Starke County has EMS bases in North Judson, Knox and Grovertown. Director Keith Emigh  says there have been a few occasions when more than one ambulance has been out of the county at a time on a transfer. For instance, if Medic 5, which is based in Grovertown, is coming back from Plymouth, and the county is called on for an emergency transfer to another facility, two trucks may briefly be out of the county. As of Monday, Emigh says Medic 3, which is stationed in Knox, has run 33 life-and-death transfers. He adds it’s possible to have two rigs on calls at any given time due to any type of emergency call, leaving only one truck for county-wide coverage.

Emigh and the commissioners note all of the township volunteer fire departments have first responders with various levels of advanced medical training.
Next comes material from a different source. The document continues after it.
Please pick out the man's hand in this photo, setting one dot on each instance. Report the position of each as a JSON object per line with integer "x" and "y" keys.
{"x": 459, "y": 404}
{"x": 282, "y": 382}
That program was set up to provide a more immediate medical response until an ambulance can arrive and EMTS and paramedics can take over care as necessary. Emigh adds the statewide average response time for EMS is 18 minutes. The Facebook message thread claimed a response time of 15 minutes due to an ambulance being out of the county and a truck having to come from another base. Emigh says first responders were there within four minutes of being notified.